Name of Respondent (optional) Contact nos.
END OF INTERVIEW. THANK RESPONDENT and GIVE TOKEN.
APPENDIX E
RESULTS OF QUESTIONNAIRE PRE-TESTING Based on the pre-testing of questionnaire conducted on July 30, 2005 in Maxims MH Del Pilar branch (outside the mall outlet), the following amendments were applied so as to make the research instrument more reliable and accurate in measuring the variables: 1. Respondents gave more than one answer to the factor they consider important in choosing a particular meal (C1).

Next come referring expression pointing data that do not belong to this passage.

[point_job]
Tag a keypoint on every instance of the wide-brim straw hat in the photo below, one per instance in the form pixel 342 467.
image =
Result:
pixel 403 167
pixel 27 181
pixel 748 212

To allow multiple answers there was a note to the questionnaire that says “consider multiple answers.” That was also the reason why follow up questions of "What else" and "Anything else" was inserted. 2. Respondents identified a combination of answer to the question about physical surrounding as an influence to what they order (D1). Again multiple answers was considered. If they say that they order out of habit/experience, then that means that none of the collaterals or promos (or what the researcher collectively term as "physical surroundings") influence them in any way. Then the additional choice "None" was inserted. 3. In the Screening portion, the researcher incorporated the 17 MMla areas in the questionnaire so it won’t be hard for the interviewer to flip through an additional page. 4. In the tagalong translation of the question pertaining to meal preference ( B1-B4 ) the word “bumisita” was replaced with “kumain” to clarify the English thought of the sentence. 5. Respondents gave two additional factors considered in meal choice. This was incorporated in question C1 & C2 (convenience and variety to choices). 6. For question pertaining to purchase situation, the researcher added choice of companion to question D1 and D5 identified as “officemates” 7. The Psychographic statements were cut down from 35 to 23 as this was the tolerable number that the respondents were willing to answer.